JV: No, absolutely not. Absolutely not. We conducted a very thorough search of our server records and our phone records. Whitey has a team email account and a team phone, and there is absolutely zero evidence or anything that he ever referred anyone else to Del Moral.
This was simply that Trent was the only rider who we had that lived in Valencia. It was a pragmatic decision because Del Moral’s government-funded sports clinic was in Valencia, Trent lived in Valencia. He was struggling with a lot of different issues. Matt was trying to send Trent there to have a VO2 max test, to have a body composition test to figure out what those issues were. There is nothing more than that.

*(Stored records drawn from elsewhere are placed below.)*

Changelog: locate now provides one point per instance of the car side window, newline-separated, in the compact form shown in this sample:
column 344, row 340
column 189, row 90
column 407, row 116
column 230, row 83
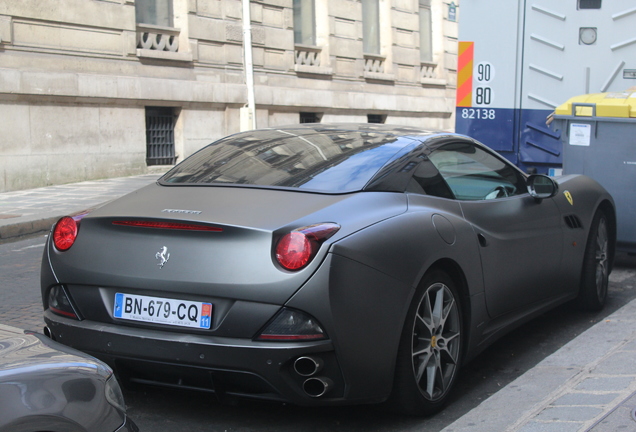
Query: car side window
column 427, row 180
column 473, row 173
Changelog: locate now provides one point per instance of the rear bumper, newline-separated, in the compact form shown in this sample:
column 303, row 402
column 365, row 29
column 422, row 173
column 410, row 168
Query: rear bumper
column 226, row 366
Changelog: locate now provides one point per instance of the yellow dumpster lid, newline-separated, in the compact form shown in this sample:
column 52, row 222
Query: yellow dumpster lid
column 607, row 105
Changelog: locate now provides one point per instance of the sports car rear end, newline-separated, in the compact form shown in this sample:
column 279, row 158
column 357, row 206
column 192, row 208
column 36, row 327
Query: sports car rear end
column 195, row 285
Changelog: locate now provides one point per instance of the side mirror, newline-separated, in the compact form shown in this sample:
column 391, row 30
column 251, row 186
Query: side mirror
column 541, row 186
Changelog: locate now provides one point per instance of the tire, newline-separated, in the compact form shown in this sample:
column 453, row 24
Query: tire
column 430, row 350
column 596, row 266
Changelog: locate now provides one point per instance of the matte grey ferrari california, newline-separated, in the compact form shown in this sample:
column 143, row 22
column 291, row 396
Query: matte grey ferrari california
column 325, row 264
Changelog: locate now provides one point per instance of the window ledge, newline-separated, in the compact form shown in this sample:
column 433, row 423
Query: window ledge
column 380, row 76
column 315, row 70
column 164, row 55
column 433, row 81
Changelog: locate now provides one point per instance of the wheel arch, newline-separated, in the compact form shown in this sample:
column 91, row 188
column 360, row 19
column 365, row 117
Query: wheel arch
column 609, row 210
column 451, row 268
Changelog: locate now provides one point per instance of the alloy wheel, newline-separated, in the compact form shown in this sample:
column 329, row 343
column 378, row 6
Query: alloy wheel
column 436, row 341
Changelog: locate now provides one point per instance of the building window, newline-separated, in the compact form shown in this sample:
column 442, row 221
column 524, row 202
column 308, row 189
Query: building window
column 426, row 33
column 160, row 136
column 589, row 4
column 376, row 118
column 310, row 117
column 304, row 22
column 371, row 26
column 155, row 12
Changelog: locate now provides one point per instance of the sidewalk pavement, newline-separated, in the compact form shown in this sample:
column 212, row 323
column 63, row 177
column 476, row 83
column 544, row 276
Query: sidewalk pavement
column 587, row 385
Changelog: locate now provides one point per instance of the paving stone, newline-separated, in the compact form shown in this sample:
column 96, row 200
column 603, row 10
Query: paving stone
column 580, row 414
column 605, row 383
column 551, row 427
column 586, row 399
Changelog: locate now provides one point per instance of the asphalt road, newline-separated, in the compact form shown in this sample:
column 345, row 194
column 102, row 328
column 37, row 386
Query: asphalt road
column 166, row 410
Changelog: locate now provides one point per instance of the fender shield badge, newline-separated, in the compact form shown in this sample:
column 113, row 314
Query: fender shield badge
column 163, row 256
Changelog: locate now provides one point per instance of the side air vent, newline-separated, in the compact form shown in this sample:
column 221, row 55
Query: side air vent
column 573, row 222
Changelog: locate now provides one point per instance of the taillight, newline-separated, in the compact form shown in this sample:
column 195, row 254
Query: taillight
column 66, row 229
column 65, row 233
column 296, row 249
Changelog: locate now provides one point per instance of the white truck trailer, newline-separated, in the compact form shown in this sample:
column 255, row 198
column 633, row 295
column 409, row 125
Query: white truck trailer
column 520, row 59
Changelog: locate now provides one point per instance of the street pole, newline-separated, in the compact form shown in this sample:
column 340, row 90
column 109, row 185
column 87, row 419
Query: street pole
column 248, row 112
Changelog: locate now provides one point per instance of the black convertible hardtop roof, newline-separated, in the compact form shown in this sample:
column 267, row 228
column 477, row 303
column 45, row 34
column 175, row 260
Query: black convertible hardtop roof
column 329, row 158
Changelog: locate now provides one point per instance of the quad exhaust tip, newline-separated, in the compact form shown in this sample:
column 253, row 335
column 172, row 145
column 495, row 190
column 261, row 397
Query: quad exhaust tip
column 308, row 366
column 317, row 386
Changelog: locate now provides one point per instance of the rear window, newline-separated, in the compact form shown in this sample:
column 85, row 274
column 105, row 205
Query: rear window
column 330, row 161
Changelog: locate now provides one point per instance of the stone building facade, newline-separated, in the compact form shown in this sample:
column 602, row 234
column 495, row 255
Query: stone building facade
column 103, row 88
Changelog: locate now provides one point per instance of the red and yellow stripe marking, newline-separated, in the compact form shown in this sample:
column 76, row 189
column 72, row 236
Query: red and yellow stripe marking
column 465, row 74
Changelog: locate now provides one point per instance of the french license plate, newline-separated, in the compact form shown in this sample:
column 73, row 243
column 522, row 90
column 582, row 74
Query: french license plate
column 159, row 310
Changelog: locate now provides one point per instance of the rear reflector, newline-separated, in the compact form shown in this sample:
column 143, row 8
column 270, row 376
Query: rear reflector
column 292, row 325
column 168, row 225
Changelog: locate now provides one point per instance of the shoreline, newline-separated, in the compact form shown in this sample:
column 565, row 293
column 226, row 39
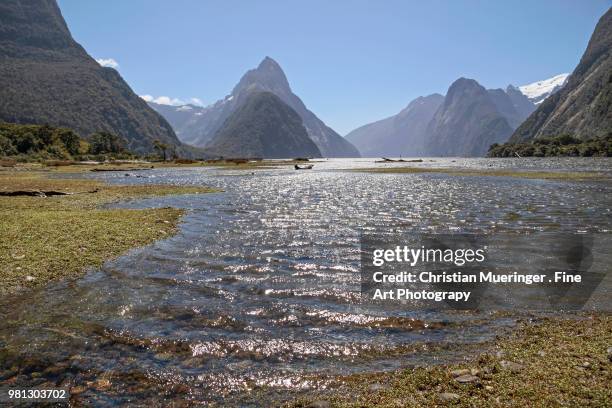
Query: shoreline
column 44, row 239
column 560, row 361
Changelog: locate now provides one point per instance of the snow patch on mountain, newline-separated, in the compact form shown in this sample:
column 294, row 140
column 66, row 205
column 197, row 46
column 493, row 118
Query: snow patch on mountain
column 540, row 90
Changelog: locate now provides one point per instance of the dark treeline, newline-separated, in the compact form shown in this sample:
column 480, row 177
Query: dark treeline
column 44, row 142
column 565, row 145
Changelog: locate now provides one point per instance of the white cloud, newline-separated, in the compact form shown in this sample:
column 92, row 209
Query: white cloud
column 108, row 62
column 196, row 101
column 167, row 100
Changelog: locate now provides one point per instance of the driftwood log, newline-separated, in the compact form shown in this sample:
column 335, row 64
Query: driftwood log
column 41, row 193
column 121, row 169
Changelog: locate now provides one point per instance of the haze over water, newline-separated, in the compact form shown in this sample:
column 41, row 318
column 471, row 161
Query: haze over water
column 260, row 287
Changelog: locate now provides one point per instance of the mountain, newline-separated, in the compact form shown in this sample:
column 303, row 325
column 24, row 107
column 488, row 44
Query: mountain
column 182, row 118
column 46, row 77
column 467, row 122
column 268, row 76
column 263, row 126
column 583, row 107
column 401, row 134
column 522, row 104
column 540, row 90
column 512, row 105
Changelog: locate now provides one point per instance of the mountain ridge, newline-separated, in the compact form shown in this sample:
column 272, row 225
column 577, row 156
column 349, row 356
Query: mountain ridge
column 263, row 126
column 582, row 107
column 267, row 76
column 46, row 77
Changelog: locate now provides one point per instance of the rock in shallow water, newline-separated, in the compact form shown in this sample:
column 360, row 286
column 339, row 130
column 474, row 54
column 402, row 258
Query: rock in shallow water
column 511, row 366
column 319, row 404
column 467, row 378
column 448, row 396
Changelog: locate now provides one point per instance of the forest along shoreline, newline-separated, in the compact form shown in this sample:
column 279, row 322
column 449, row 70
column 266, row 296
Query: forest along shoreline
column 56, row 228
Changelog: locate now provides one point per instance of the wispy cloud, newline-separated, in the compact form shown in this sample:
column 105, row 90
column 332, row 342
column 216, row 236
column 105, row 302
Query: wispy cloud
column 108, row 62
column 167, row 100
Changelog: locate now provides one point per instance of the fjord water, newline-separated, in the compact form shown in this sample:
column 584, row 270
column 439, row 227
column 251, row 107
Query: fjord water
column 260, row 287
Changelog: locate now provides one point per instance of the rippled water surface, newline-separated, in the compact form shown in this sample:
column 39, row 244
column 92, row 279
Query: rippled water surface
column 260, row 287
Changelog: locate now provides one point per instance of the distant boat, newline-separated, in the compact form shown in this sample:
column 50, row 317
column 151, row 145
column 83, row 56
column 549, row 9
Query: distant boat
column 307, row 167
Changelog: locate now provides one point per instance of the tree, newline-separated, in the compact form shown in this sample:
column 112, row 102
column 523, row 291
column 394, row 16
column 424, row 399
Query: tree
column 161, row 147
column 105, row 143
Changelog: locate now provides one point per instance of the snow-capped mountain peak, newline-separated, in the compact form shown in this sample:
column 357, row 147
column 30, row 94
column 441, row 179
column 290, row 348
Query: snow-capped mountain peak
column 540, row 90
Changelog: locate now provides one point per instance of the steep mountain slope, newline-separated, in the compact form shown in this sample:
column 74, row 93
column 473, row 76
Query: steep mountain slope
column 263, row 126
column 401, row 134
column 540, row 90
column 522, row 104
column 181, row 117
column 514, row 108
column 47, row 77
column 583, row 108
column 268, row 76
column 466, row 123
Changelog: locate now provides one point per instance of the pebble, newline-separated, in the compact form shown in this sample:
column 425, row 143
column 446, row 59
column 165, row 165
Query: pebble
column 466, row 378
column 462, row 371
column 511, row 366
column 376, row 387
column 448, row 396
column 319, row 404
column 77, row 390
column 102, row 384
column 163, row 356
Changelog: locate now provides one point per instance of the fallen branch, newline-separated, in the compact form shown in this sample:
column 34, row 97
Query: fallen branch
column 42, row 193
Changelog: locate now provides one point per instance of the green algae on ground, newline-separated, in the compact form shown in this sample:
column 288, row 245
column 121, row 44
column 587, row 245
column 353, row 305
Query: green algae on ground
column 42, row 239
column 555, row 362
column 544, row 175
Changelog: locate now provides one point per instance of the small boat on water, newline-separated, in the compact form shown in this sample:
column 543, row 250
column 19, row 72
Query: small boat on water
column 306, row 167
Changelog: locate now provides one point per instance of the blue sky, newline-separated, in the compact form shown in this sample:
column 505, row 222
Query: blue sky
column 351, row 61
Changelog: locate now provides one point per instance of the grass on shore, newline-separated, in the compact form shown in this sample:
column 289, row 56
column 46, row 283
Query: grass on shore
column 75, row 167
column 553, row 363
column 543, row 175
column 42, row 239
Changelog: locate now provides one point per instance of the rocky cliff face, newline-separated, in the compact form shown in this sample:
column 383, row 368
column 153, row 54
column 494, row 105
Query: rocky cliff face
column 402, row 134
column 583, row 107
column 263, row 126
column 467, row 122
column 47, row 77
column 268, row 77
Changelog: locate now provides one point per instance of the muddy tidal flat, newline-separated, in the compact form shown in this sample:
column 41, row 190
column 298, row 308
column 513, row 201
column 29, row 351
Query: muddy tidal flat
column 249, row 295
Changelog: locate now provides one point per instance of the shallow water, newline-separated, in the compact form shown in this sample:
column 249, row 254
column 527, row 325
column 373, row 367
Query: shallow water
column 260, row 287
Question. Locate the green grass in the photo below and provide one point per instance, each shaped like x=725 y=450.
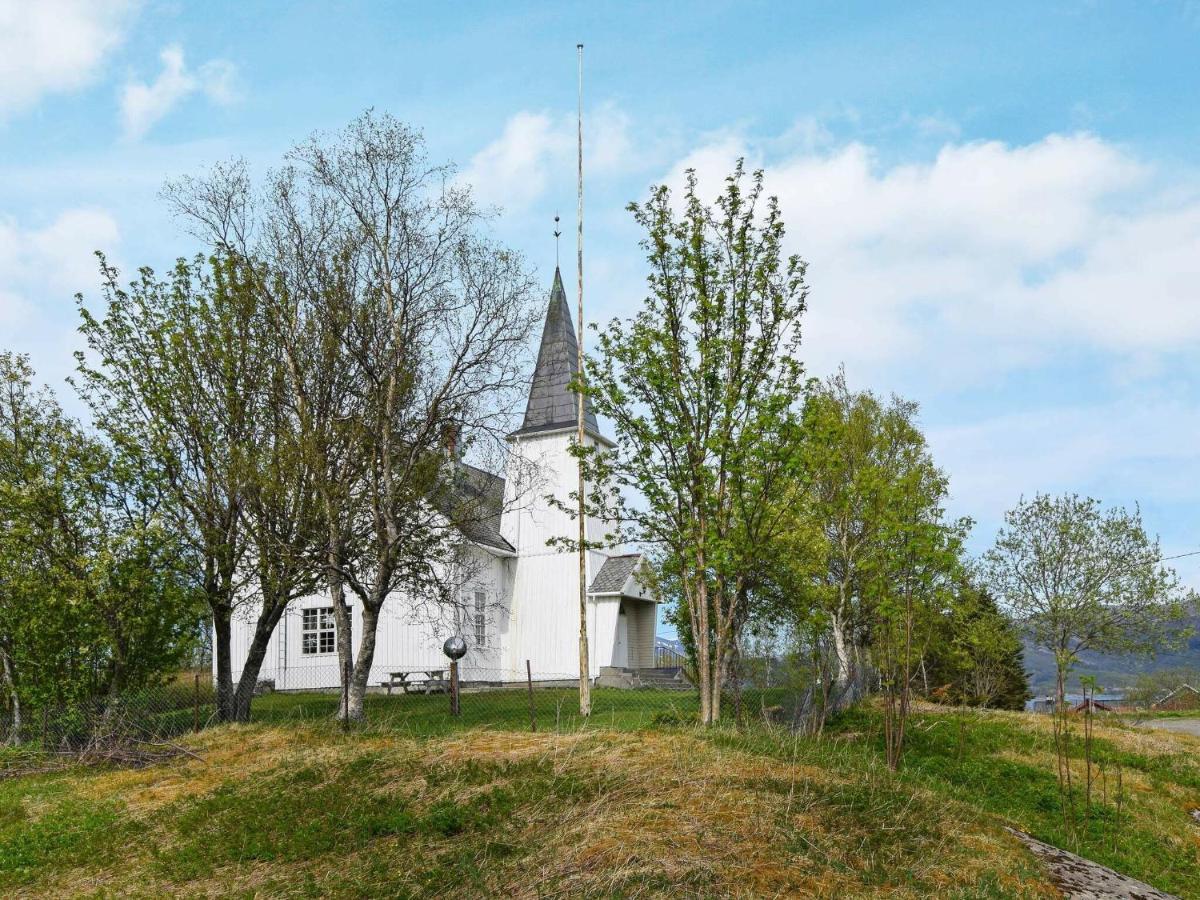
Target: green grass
x=426 y=715
x=1005 y=768
x=634 y=804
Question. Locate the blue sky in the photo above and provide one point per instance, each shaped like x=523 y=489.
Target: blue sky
x=1000 y=203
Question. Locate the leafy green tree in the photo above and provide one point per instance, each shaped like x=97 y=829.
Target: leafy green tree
x=977 y=658
x=94 y=595
x=402 y=328
x=1078 y=577
x=701 y=387
x=174 y=378
x=909 y=577
x=869 y=487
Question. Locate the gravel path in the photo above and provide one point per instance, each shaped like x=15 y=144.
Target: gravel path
x=1080 y=879
x=1180 y=726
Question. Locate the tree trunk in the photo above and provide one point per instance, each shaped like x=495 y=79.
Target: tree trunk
x=361 y=672
x=222 y=631
x=345 y=636
x=269 y=617
x=699 y=610
x=10 y=679
x=844 y=676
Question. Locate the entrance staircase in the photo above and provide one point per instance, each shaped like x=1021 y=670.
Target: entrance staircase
x=669 y=678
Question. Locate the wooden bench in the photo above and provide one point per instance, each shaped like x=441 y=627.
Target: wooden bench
x=435 y=682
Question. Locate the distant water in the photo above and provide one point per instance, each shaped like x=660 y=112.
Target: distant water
x=1111 y=697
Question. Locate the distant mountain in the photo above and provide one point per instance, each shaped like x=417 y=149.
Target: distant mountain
x=1111 y=671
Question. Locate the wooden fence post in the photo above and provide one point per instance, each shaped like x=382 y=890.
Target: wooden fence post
x=533 y=719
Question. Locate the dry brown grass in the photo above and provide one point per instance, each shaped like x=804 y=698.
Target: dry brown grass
x=672 y=815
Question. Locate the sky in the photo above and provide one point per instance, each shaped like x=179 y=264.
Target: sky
x=999 y=203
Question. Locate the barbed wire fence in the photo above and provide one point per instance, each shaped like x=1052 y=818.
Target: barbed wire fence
x=144 y=725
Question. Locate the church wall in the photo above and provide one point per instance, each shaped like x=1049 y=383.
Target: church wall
x=545 y=624
x=408 y=637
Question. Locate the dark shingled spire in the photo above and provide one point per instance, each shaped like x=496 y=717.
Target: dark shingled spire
x=552 y=403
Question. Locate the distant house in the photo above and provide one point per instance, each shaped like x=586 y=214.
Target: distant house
x=1182 y=697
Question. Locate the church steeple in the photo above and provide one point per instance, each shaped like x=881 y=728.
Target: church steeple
x=552 y=403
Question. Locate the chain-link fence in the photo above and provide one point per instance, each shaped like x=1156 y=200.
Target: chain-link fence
x=409 y=699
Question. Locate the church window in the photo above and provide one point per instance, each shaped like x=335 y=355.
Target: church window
x=318 y=631
x=480 y=618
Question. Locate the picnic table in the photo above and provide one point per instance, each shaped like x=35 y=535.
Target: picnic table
x=435 y=681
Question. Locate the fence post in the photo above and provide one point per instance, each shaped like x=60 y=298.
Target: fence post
x=346 y=695
x=533 y=719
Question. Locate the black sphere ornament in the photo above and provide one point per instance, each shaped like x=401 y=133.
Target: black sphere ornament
x=455 y=647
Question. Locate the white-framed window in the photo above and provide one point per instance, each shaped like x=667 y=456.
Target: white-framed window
x=318 y=631
x=479 y=618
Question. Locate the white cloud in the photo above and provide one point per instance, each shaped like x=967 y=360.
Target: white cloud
x=143 y=105
x=514 y=171
x=53 y=46
x=987 y=258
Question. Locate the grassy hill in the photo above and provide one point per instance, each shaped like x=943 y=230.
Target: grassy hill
x=622 y=808
x=1111 y=670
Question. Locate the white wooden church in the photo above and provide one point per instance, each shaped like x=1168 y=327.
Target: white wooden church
x=522 y=599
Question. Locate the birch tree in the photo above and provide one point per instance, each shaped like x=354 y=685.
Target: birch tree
x=406 y=335
x=700 y=388
x=1079 y=577
x=174 y=378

Sadly, it was not a decision that I approve of or any of our medical staff approve of. That is the reason why we had to make the decision that we did [to fire him]. But there is really nothing more to it than that.
VN: If it was simply an error of judgement, could he have been suspended for some time rather than fired?
JV: I think that in this day and age in cycling, for better or for worse, people don’t believe a slap on the wrist is sufficient any more. We acted in the only way that we felt was appropriate.
VN: It is clearly a day of mixed feelings for the team. It’s cut ties with a long-time part of the management, but it has also won the Santos Tour Down Under…
JV: Right now we are the number one ranked team in the world and we intend to end the season as the number one ranked team in the world [note: Movistar is actually the top-ranked team, but Meyer leads the 2011 World Tour]. We intend to prove that it is not mutually exclusive to be the number one ranked team in the world and to being staunchly anti-doping. And I wish that Matt White could have been part of that. It’s been a tough decision to take.